The $1.3 trillion omnibus spending bill passed by Congress in March will fund efforts to harmonize laboratory tests, the culmination of more than a decade of AACC advocacy efforts. AACC worked closely with Rep. Kevin Yoder (R-Kan.) and other lawmakers, as well as a partnership of 17 clinical associations. The bill provides $2 million to the Centers for Disease Control and Prevention (CDC). The agency plans to use the new funding for materials and monitoring that will enable harmonization of tests for free testosterone, thyroid stimulating hormone, and estrogen.

The goal of harmonization is to achieve uniform test results across different laboratories and instruments and ensure the best treatment decisions possible for patients. While some laboratory tests can be standardized by making sure they align with a gold standard reference method, for most laboratory tests no such standard exists. This means testing can differ among labs, leading to fragmented patient health records, misinterpreted results, and a moving target for clinical practice guidelines. Harmonization fills the gap by creating an agreed-upon benchmark that all labs can use for such tests, making results consistent. AACC plans to continue working with legislators and other stakeholders to make this an annual appropriation and will also give input to CDC on the tests most in need of harmonization.

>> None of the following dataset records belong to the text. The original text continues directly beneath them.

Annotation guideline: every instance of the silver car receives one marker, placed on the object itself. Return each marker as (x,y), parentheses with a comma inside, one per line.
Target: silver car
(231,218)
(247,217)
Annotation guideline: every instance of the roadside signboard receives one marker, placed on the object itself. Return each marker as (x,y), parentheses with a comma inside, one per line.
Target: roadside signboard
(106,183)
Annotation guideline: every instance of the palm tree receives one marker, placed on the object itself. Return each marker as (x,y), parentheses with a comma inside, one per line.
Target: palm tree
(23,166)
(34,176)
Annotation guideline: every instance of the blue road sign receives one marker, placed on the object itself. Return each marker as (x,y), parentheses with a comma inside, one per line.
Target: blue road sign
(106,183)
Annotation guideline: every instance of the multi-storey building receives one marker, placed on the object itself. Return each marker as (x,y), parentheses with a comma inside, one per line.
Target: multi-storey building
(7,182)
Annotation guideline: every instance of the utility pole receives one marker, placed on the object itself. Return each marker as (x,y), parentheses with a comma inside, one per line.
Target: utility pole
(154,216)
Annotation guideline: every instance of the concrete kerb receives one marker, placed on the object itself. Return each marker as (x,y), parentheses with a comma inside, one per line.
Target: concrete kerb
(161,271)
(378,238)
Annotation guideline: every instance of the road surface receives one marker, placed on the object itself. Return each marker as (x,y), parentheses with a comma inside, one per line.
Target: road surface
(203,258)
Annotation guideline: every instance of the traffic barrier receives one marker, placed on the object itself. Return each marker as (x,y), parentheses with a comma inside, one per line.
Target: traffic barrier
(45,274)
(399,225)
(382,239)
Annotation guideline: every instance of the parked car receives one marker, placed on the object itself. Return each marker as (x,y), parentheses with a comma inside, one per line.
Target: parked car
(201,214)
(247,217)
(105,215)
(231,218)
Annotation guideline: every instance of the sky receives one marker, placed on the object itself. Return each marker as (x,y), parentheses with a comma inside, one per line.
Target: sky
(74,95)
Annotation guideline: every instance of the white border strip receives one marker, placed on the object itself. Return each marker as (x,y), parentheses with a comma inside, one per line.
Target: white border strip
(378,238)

In addition to harmonization, the bill also ensures critical funding for other scientific programs, such as a $3 billion boost for the National Institutes of Health, the largest increase in 15 years. This includes a $60 million increase for the All of Us precision medicine initiative that plans to compile genomic and other data on 1 million subjects.

Congress must return to the budget debate this fall, as the government’s 2018 fiscal year ends on September 30. By March 2019, Congress will have to deal once again with the debt limit that was suspended in February.